Bass, Berry & Sims attorney Chris Lazarini examined the case of Great Water Capital Partners, LLC vs. Down-lite Int'l, Inc. in which Great Water claimed Down-lite breached the duty of good faith and fair dealing by failing to close on a deal after retaining Great Water to locate potential buyers or investors. The Court rejected Great Water's claims because under the contract, Down-lite retained absolute authority to reject any proposed transaction. Chris provided the analysis for Securities Litigation Commentator (SLC). The full text of the analysis is below and used with permission from the publication. If you would like to receive additional content from the SLC, please visit the SLC website to sign up for the newsletter.

Great Water Capital Partners, LLC vs. Down-lite Int'l, Inc., Nos. C-160015 & C-150023, 2015 Ohio 4877 (Ohio App., 1Dist., 11/18/15) 

*The duty of good faith and fair dealing does not apply where a party to the contract has unconditional authority to make the decision at issue.
**A party to a contract may not prove fraud by claiming the inducement to enter into the contract was a promise within the scope of the agreement but which was ultimately not included in the agreement. 

Great Water is an investment bank that assists middle-market companies with mergers, acquisitions, and capital-raising. In 2008, Down-lite, a family-owned bedding material manufacturer, approached Great Water for assistance in finding a buyer or investor. The parties entered into a contract under which Great Water was to identify and analyze potential transactions for Down-lite. Great Water received a retainer fee and, under the contract, would receive additional fees if a transaction closed. Down-lite retained discretion to approve any proposed deal. After three prospective acquirers submitted letters of intent, Down-lite demanded that the company headquarters remain in Cincinnati, family members be given employment opportunities, and the business continue as a non-union business. No sale or investment transaction was consummated, and Down-lite terminated the agreement with Great Water. The trial court dismissed some of Great Water's claims for failure to state a claim, refused to allow certain proposed amended claims, and granted summary judgment for Down-lite on the claims that survived. 

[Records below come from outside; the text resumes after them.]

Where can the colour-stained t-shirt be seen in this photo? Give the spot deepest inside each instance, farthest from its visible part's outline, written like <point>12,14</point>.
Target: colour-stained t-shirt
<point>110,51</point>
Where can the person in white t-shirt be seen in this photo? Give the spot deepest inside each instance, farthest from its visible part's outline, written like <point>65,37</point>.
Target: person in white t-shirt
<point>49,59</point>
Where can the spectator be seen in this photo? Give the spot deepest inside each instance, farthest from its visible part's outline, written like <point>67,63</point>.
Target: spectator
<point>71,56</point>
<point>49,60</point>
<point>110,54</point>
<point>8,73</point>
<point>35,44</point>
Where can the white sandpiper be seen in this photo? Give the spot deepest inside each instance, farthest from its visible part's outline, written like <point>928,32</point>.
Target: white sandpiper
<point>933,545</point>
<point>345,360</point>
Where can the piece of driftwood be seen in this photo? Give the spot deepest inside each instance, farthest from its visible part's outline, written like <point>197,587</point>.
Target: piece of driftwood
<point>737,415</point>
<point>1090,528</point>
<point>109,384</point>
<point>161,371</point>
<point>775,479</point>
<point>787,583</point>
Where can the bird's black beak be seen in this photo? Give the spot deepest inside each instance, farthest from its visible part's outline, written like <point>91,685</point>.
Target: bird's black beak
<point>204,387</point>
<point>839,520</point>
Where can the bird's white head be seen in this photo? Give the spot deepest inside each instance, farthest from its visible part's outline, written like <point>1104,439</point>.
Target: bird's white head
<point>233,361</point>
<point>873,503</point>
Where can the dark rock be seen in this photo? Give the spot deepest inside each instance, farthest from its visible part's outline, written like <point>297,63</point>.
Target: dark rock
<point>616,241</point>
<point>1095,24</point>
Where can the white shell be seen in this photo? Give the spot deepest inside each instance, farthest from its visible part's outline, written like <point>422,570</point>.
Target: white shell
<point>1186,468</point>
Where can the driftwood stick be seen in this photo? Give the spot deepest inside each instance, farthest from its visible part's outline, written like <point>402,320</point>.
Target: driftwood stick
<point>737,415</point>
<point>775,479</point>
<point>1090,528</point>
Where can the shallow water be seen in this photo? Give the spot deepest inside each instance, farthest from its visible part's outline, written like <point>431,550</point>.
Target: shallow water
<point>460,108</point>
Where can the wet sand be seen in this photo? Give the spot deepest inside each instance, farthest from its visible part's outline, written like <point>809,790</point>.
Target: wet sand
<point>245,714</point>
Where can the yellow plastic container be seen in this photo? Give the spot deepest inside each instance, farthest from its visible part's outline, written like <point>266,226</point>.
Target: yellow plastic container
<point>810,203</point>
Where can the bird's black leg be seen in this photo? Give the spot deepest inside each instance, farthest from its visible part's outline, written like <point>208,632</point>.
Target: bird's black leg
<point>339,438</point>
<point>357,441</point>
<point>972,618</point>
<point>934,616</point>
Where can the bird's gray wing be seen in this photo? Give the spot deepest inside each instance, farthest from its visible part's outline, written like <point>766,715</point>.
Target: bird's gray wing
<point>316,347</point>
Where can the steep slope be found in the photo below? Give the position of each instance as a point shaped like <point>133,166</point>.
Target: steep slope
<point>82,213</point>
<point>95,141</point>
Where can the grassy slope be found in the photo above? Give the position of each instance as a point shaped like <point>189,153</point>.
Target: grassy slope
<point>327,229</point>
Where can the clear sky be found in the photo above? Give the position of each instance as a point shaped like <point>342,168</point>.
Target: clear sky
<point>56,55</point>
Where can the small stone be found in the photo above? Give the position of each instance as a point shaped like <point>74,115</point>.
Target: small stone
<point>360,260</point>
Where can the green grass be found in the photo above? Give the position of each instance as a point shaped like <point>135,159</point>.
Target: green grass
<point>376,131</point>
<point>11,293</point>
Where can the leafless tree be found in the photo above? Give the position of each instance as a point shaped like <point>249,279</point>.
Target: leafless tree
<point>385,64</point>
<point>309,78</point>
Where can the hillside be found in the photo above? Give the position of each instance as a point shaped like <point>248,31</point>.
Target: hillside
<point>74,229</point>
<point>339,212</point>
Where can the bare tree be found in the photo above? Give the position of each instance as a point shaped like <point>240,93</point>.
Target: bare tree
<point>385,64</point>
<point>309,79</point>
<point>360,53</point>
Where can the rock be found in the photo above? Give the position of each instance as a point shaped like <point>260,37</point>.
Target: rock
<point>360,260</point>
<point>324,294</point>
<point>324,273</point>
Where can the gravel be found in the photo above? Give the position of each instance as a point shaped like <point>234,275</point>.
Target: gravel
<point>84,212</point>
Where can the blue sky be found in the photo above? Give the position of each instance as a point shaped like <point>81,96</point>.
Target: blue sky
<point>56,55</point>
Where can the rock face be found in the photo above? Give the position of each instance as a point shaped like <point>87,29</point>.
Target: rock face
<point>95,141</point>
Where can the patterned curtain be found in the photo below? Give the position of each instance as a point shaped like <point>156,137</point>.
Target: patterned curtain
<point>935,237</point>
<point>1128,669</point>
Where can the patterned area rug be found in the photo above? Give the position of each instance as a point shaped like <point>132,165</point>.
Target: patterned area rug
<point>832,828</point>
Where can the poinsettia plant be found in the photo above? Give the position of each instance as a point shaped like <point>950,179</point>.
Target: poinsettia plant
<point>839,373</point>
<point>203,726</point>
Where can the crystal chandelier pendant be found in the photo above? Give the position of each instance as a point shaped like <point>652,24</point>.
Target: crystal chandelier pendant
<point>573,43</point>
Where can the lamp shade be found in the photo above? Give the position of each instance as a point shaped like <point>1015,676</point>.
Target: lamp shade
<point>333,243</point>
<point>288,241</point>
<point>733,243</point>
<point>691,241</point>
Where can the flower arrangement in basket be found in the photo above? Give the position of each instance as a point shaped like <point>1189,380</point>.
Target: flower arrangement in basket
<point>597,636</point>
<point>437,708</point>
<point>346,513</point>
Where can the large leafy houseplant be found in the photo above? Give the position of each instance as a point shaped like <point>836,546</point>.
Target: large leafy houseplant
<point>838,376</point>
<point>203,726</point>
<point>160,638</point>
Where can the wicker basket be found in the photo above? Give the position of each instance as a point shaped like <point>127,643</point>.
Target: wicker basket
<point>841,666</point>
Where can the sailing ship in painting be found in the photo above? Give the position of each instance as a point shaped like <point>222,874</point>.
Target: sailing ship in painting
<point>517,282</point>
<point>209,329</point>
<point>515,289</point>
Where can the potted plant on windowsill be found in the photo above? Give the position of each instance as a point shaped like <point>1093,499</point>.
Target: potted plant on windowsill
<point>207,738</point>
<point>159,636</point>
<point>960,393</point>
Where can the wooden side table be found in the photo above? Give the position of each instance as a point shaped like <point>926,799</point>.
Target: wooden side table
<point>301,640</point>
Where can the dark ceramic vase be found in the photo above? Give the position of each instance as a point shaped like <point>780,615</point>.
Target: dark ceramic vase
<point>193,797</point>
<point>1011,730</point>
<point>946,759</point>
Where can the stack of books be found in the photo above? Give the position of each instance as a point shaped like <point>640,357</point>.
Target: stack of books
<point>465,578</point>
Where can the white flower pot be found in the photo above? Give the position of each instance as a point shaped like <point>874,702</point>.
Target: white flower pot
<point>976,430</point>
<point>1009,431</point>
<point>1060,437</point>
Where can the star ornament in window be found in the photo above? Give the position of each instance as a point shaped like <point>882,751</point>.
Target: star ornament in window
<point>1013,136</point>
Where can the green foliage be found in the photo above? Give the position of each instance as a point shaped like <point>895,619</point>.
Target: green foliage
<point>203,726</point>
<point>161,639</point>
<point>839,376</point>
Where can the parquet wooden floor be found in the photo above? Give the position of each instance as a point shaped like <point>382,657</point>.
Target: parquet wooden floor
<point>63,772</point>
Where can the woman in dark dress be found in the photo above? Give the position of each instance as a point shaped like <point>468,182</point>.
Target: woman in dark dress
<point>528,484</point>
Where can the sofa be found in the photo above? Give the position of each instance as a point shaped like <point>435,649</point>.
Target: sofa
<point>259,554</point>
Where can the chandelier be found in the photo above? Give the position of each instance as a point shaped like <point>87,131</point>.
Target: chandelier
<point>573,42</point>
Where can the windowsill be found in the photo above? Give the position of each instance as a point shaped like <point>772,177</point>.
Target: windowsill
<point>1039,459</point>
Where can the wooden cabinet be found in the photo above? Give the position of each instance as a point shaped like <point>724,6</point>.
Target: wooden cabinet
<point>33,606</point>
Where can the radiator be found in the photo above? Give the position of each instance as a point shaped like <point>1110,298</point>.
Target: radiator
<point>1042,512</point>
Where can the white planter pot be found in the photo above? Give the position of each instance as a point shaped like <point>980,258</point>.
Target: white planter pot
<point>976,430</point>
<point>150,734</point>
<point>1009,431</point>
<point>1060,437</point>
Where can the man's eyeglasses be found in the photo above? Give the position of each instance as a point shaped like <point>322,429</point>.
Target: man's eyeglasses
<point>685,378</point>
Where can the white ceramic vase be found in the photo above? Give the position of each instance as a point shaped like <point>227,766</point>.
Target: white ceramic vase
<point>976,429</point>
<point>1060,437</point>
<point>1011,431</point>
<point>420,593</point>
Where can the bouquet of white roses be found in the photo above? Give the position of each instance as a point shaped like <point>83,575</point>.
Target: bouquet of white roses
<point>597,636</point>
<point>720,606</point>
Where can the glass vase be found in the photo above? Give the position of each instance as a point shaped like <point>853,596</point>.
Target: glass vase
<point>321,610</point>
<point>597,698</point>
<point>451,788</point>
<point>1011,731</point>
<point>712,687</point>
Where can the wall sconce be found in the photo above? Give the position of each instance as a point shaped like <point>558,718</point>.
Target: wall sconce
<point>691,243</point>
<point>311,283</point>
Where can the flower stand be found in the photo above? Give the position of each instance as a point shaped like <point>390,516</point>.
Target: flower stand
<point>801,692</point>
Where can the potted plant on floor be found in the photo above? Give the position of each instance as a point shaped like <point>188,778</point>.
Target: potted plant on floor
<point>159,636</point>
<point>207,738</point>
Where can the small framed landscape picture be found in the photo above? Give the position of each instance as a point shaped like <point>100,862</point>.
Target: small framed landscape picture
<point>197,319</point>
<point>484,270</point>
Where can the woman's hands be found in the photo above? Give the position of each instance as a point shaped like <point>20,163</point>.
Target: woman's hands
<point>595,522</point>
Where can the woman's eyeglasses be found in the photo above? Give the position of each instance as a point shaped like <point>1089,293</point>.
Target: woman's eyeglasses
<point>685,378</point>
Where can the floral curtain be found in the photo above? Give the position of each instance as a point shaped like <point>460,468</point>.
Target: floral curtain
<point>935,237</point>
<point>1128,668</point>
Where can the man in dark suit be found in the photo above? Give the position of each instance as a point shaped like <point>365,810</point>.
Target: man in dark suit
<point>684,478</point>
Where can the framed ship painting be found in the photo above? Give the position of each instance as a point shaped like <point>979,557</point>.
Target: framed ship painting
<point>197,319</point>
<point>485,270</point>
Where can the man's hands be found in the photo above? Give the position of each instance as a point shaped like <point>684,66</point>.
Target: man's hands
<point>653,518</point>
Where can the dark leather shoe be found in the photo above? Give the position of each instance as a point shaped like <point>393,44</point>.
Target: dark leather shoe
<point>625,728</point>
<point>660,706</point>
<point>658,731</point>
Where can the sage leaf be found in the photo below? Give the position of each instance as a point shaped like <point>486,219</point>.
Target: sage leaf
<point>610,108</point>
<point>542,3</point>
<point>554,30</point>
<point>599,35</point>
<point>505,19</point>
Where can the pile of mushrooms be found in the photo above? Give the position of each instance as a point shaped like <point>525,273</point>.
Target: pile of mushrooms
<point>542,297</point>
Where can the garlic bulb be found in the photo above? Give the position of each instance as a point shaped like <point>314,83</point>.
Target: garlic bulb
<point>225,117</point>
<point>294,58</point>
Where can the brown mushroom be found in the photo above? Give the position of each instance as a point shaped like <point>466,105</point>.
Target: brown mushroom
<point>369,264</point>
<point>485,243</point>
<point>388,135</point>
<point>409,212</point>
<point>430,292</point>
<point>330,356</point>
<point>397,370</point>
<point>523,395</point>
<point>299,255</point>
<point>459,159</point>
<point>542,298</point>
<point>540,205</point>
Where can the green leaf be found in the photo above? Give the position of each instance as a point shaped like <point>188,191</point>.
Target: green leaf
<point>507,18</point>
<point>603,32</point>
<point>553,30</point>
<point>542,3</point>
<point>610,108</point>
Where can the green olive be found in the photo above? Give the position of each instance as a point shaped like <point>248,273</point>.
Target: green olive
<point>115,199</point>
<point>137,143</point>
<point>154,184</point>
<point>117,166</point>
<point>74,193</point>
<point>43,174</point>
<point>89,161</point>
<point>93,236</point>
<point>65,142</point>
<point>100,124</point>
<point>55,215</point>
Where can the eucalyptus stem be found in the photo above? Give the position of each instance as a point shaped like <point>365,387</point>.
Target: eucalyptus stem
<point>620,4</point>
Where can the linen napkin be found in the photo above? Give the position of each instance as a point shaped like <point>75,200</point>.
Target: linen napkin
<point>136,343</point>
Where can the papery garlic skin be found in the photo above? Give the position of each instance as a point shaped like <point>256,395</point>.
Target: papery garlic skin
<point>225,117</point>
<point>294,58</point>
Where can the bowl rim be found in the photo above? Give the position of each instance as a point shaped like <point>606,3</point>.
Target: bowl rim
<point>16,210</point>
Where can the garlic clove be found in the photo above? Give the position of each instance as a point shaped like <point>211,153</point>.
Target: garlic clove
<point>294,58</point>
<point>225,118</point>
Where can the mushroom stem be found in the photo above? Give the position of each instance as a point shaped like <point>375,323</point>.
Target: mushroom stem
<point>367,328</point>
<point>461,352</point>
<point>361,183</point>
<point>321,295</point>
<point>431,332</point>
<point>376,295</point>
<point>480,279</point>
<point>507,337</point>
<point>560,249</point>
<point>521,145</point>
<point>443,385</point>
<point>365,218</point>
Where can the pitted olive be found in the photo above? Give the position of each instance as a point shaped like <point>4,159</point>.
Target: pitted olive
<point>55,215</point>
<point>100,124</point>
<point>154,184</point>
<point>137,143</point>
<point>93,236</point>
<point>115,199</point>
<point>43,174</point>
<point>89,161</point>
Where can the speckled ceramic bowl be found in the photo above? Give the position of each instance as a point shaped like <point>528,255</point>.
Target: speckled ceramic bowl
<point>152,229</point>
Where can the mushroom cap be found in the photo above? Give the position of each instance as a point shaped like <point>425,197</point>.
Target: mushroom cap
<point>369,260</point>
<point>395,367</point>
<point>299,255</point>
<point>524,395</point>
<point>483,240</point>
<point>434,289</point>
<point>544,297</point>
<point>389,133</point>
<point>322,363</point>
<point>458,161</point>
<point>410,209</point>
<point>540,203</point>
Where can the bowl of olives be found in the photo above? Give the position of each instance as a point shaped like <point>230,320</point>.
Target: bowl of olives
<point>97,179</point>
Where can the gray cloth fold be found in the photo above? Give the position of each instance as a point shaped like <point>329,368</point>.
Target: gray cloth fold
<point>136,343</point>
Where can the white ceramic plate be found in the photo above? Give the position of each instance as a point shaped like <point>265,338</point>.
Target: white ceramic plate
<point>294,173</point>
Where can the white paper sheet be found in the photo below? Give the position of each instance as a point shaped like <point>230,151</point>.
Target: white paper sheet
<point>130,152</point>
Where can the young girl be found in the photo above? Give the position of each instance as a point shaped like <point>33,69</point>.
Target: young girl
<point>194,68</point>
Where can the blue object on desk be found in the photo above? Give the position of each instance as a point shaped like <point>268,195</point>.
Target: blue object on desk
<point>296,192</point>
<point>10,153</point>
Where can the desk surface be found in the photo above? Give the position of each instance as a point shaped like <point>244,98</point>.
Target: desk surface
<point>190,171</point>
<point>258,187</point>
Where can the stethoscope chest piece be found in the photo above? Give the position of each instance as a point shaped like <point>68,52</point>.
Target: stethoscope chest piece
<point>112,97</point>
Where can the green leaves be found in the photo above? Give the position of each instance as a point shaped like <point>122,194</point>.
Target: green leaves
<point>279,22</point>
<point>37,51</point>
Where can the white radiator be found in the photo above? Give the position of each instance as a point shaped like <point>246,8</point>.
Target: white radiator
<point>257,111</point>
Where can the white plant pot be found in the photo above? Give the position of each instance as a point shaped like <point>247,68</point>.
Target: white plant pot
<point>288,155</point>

On appeal, the Court affirms, agreeing with the trial court that Great Water's claims suffered from the same defect – Down-lite had sole discretion to approve any proposed transaction. Implicit in this notion, the Court concludes, is that there was no breach of contract, because Down-lite did not have to close a deal. Nor was there a breach of the duty of good faith. The Court rejects Great Water's claim that Down-lite had a duty to act reasonably, finding that the duty of good faith cannot supplant an express contract term. Here, the Court explains, the duty of good faith did not apply, because Down-lite retained the absolute and exclusive right to reject any proposed transaction and could impose whatever conditions on a potential deal it felt appropriate.

Applying the same rationale, the Court finds that the trial court correctly rejected Great Water's efforts to amend and add claims of unjust enrichment, excuse of condition and prevention of performance. It would have been futile to add those claims, the Court states, when the contract gave Down-lite unconditional decision-making authority.

The Court also agrees with the trial court's grant of summary judgment on Great Water's breach of warranty and fraudulent inducement claims. Those claims were grounded in the concept that Down-lite failed to disclose and/or misrepresented its transaction conditions when negotiating its contract with Great Water. Rejecting the theory, the Court finds that Great Water cannot show it was damaged and cannot complain that it was fraudulently induced to enter into a contract giving Down-light sole discretion when it could have placed limitations on transaction conditions or a requirement that consent to a sale not be unreasonably withheld in the Down-lite contract. 

The Court declines to address the trial court's finding that the contract was unenforceable because Great Water was acting in violation of the Ohio Securities Act by not registering as a dealer with the Ohio Securities Division.